The increase in demand of butterflies for educational flying butterfly exhibits, museums and collectors has resulted in the development of techniques for raising butterfly pupa in a controlled environment to boost production for sale. This practice, known as butterfly farming, capitalizes on the life cycle of the butterflies, which is relatively short.

Butterfly farms exist all over the world, but the biggest operations are in countries with tropical rain forest, because this is where a majority of butterfly species exist. Some of the leading producers are Malaysia, Philippines, Peru, Thailand, Papua New Guinea, Kenya, Madagascar, and Costa Rica. These countries are also losing tropical rain forest and native habitat at an alarming rate.

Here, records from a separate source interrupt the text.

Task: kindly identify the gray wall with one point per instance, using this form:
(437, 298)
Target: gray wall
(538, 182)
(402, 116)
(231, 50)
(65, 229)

If properly implemented, butterfly farming can provide rural economies with much needed income, which in turn reduces the needs of people living in or adjacent to tropical forests to exploit them in unsustainable ways. Additionally, because the farming of butterflies is dependent on native intact vegetation, which the butterflies need in their various stages of their life cycle, a farmer must maintain a garden of native plants in and around the farm to supply food for the larvae – leaving important ecological habitats intact.

Studies have shown butterfly farming has been instrumental in the conservation of tropical forests, development and promotion of rural economies through eco-tourism and the sale of specimens to museums, collectors and educators (Young, 1986, BOSTID, 1983, Parsons, 1992, Santiapillai, 1999).


Young, A.M. 1986. Eco-enterprises: Ecotourism and Farming of Exotics in the Tropics. Ambio, Vol.XV No.6, Royal Swedish Academy of Sciences. Stockholm, Sweden. pp 361-363.

Bostid. 1983 Butterfly Farming in Papua New Guinea. National Academy Press. Washington D.C.

Parsons, M.J 1992. The Butterfly Farming and Trading Industry in the Indo-Australian Region and its role in Tropical Forest Conservation. Tropical Lepidoptera Isbel st, Glandele, USA.

Santiapillai, C.1999. Towards Development of Land use Strategies Compatible with Wildlife Conservation in Xishuangbanna, China Tiger Paper, Vol.26, No.2 pp 1-4.